On top of the $30 million Artiva has received for the first two programs, an additional $15 million will be paid by Merck (known as MSD outside of North America) if they decide to opt for a third program. Artiva has the potential to receive up to $612 million per program depending on future development, commercial milestones and global sales of the product.
Merck will access Artiva’s allogeneic NK (natural killer) cell manufacturing platform, along with its chimeric antigen receptor (CAR) NK technology to develop therapies targeting solid tumor-associated antigens.
According to Artiva, the platform works by generating allogeneic NK cells from umbilical cord blood (UCB).
“We start with licensed cord blood units that we screen for the right starting properties for an off-the-shelf therapy,” COO Peter Flynn told BioProcess Insider. “We then leverage GC’s large-scale, campaign based GMP manufacturing process, which is capable of producing enough pure and highly active NK cells to treat hundreds to thousands of patients, with the opportunity for repeat dosing, from each cord blood unit.”

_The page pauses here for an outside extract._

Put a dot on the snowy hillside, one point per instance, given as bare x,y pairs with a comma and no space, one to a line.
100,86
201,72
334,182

Flynn added that NK cells are cryopreserved and ready for off-the-shelf therapeutic use without requiring complex manipulation at the clinical site.

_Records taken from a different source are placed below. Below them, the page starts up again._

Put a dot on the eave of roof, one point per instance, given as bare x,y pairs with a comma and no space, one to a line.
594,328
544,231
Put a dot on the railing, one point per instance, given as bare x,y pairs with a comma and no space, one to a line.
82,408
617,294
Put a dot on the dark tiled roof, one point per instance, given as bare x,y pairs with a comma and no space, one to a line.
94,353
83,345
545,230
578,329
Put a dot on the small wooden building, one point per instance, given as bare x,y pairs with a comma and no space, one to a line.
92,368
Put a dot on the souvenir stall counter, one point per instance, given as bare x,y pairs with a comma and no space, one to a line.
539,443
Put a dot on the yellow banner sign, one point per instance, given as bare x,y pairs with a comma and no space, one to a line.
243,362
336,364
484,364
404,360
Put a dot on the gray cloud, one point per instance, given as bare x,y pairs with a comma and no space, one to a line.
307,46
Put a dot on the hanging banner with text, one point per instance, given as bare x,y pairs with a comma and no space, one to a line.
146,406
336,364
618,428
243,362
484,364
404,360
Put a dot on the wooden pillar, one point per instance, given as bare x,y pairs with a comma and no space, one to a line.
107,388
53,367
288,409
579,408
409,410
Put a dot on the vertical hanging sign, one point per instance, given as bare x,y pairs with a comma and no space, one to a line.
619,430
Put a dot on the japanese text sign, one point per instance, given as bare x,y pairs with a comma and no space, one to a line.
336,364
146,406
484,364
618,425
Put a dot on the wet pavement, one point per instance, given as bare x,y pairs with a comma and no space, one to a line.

The firm’s corporate partner GC LabCell is based in Seoul, Korea and has developed NK cell therapies for over a decade. Artiva has exclusive access to this technology and GC LabCell’s manufacturing facilities.
Hundreds and thousands
While several CAR-T cell therapies have reached the market, these have all been autologous products. Cells must be taken from the patient, engineered, then reintroduced. “The complexity, cost, and significant safety challenges of these therapies could impede their broad adoption,” Flynn told us.
“Unlike approved CAR-T therapies, NK cells can be used in an allogeneic, mismatched setting without induction of graft versus host disease (GVHD). Further, NK cells may have a significantly safer therapeutic profile, compared to the cytokine release syndrome and neurotoxicity seen with CAR-T therapy.”
While he said NK cells are generally difficult to work with – “they don’t expand easily, which is vital for large scale manufacturing, and they are very difficult to freeze while maintaining their activity, which is essential If they’re to be stored for use on demand” – he claimed Artiva’s platform has been developed to overcome such issues.
“Our proprietary, large-scale, campaign-based manufacturing process is capable of producing enough pure and highly active NK cells to treat hundreds to thousands of patients, with the opportunity for repeat dosing, from each UCB. Our NK cells are cryopreserved and ready for off-the-shelf therapeutic use, without the requirement for complex manipulation at the clinical site.”
The firm claims this is a scale that has not been seen before with the NK cell product retaining activity and possibility for on-demand access.